Durante décadas, el estudio del cerebro se basó en observar neuronas individuales o pequeñas redes neuronales en laboratorio. Hoy, gracias a los avances en neurociencia computacional y simulación digital, los científicos han logrado algo que antes parecía ciencia ficción: reconstruir y ejecutar digitalmente el cerebro completo de una mosca dentro de un entorno virtual. Este avance marca un nuevo capítulo en la comprensión del cerebro, abriendo la puerta a estudiar cómo surgen el comportamiento y la percepción a partir de circuitos neuronales completos.
[BIOTECNOLOGÍA] EL CEREBRO DE UNA MOSCA SIMULADO: EL PRIMER PASO HACIA LA MENTE DIGITAL
1. Comprensión del Cerebro Completo.
Durante años se ha visto como en el proceso de estudiar el cerebro lo han ido fragmentando en pequeñas partes: neuronas individuales, circuitos simples o regiones específicas. Sin embargo, el comportamiento real de un organismo surge de la interacción de todas estas partes, trabajando en conjunto.
Para resolver este problema, investigadores han estado trabajando en un "conectoma", es decir, el mapa completo de las neuronas y sus conexiones sinápticas dentro de un cerebro.
En el caso de la mosca de la fruta, este mapa incluye aproximadamente:
- Más de 125 000 neuronas.
- Cerca de 50 millones de conexiones sinápticas.
- Un sistema completo de circuitos responsables del movimiento, percepción y comportamiento.

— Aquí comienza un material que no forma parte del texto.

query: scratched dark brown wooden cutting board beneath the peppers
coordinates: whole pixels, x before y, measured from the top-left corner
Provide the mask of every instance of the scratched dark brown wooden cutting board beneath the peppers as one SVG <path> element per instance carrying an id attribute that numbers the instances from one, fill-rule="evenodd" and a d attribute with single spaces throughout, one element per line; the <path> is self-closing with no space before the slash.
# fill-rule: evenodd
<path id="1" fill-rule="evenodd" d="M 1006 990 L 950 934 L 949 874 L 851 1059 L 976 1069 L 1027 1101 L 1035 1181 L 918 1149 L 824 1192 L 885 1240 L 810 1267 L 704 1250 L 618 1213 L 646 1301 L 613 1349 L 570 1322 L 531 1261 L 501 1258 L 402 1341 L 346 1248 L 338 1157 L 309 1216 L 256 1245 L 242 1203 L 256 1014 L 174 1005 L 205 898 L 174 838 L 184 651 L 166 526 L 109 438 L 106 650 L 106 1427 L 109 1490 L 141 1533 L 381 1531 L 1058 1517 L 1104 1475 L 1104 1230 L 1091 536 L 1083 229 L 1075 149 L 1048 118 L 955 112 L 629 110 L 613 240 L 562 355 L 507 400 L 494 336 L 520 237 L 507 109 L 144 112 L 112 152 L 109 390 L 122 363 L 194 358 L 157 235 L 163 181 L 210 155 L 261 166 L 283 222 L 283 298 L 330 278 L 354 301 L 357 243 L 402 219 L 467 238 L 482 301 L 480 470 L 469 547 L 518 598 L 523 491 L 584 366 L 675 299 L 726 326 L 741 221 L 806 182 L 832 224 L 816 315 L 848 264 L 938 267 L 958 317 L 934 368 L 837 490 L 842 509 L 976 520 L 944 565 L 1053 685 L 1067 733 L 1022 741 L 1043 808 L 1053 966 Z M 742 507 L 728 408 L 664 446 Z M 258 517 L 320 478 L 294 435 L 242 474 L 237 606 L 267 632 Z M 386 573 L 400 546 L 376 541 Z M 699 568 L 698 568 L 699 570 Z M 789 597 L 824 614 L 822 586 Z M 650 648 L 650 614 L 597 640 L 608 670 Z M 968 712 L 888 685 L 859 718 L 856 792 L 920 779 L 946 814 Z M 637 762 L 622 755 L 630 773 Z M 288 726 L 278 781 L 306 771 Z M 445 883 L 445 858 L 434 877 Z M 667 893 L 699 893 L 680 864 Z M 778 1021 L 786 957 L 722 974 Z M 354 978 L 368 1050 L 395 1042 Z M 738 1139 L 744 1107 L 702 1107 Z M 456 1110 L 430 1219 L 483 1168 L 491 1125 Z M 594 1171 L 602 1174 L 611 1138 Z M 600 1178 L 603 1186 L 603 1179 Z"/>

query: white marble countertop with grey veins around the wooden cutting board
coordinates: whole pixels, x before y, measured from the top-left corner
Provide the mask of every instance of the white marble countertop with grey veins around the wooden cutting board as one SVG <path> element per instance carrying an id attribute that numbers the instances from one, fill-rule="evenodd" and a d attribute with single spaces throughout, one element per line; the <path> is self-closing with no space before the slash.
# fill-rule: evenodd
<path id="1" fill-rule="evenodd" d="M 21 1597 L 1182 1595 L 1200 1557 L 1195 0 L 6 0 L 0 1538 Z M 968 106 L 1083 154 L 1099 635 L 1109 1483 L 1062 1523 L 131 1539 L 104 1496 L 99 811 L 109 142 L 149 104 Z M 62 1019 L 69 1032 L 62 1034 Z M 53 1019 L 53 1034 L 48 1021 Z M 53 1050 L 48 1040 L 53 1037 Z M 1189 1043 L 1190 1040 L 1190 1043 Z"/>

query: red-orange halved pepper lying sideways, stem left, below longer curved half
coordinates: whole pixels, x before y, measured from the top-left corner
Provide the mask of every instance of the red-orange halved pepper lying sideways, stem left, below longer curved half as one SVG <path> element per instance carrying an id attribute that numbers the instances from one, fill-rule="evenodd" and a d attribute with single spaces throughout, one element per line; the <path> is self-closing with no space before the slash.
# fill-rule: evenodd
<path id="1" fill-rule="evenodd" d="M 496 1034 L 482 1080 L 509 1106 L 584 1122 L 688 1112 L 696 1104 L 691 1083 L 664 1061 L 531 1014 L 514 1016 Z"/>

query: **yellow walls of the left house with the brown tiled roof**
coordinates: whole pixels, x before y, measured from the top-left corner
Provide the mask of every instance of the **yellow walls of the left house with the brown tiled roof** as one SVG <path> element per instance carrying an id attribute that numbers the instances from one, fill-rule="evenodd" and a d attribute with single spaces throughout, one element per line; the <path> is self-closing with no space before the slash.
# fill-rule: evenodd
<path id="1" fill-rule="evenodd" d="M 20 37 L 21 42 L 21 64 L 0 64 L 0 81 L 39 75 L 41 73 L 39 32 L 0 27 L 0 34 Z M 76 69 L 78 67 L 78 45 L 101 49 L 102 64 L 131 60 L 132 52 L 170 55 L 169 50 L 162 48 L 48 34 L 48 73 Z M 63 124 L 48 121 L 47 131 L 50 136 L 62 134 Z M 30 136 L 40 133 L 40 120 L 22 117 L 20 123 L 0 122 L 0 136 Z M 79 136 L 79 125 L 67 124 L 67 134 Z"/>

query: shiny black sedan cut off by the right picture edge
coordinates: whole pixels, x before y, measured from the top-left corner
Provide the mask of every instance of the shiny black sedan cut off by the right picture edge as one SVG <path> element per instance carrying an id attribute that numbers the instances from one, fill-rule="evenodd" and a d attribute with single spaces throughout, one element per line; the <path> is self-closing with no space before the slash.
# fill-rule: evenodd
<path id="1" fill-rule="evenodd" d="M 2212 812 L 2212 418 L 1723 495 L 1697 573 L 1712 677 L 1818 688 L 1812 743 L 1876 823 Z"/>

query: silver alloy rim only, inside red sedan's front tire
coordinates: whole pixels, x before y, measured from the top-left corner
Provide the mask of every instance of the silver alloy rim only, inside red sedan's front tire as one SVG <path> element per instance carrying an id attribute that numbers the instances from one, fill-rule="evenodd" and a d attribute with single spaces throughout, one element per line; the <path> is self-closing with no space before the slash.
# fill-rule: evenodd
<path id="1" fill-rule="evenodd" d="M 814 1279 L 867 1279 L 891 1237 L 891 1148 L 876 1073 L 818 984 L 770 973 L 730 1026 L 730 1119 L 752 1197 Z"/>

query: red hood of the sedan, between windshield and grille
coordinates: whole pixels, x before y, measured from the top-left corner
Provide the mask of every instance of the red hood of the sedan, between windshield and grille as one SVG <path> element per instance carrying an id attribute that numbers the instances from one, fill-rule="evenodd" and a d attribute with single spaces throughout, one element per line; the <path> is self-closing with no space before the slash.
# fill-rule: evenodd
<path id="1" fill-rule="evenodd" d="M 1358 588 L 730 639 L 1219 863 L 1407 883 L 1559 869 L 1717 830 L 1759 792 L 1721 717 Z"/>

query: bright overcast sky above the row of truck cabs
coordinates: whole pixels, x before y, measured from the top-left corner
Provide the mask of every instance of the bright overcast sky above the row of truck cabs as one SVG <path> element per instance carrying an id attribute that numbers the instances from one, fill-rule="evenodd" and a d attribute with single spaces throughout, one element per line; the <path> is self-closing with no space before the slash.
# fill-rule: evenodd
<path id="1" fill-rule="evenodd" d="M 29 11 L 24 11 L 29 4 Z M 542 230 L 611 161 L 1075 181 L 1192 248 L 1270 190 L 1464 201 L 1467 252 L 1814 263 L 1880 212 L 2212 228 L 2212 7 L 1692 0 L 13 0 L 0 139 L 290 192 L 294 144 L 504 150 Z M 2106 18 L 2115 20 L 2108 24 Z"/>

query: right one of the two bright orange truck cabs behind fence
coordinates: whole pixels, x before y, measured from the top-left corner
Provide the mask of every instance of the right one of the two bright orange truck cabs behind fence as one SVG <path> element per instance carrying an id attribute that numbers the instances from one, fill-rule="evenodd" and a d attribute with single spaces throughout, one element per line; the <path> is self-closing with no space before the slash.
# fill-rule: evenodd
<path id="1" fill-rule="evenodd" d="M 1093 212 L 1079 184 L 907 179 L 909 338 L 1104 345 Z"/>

2. De Mapa Neuronal a Cerebro Virtual.
Una vez obtenido el conectoma completo, los investigadores lo transformaron en un modelo computacional que simula cada neurona y cada conexión sináptica. Este modelo fue integrado en un entorno virtual que incluye:
- Sensores simulados, que representan los sentidos de la mosca en el entorno virtual.
- Un cuerpo digital, que permite a la mosca moverse y ejecutar movimientos.
- Un motor de física, que calcula cómo el organismo interactúa con su entorno.
- El entorno virutal genera estímulos sensoriales.
- El cerebro digital procesa la información.
- Las neuronas envían señales motoras.
- El cuerpo virtual responde con movimientos.
3. Un Futuro Virtual.
La simulación completa de un cerebro representa una herramienta demasiado proderosa, incluso si se trata de uno tan pequeño y simple como el de una mosca, pues permite a los investigadores:
- Analizar cómo emergen comportamientos complejos desde circuitos simples.
- Probar hipótesis neurológicas sin experimentar directamente con animales.
- Estudiar pequeñas modificaciones en conexiones neuronales que afectan el comportamiento.
CONCLUSIÓN
Aunque el cerebro de una mosca es miles de millones de veces más simple y alejado que el de un ser humano, este logro demuestra que la emulación de sistemas biológicos completos es técnicamente posible. El siguiente gran objetivo de la neurociencia computacional será intentar simular cerebros más complejos, como de pequeños mamíferos.
Si los avances continúan, podrían transformar nuestra comprensión de la mente y acercarnos en el futuro a una pregunta que hasta ahora sólo hemos abordado en ciencia ficción: ¿Es posible replicar una mente completa dentro de un sistema digital?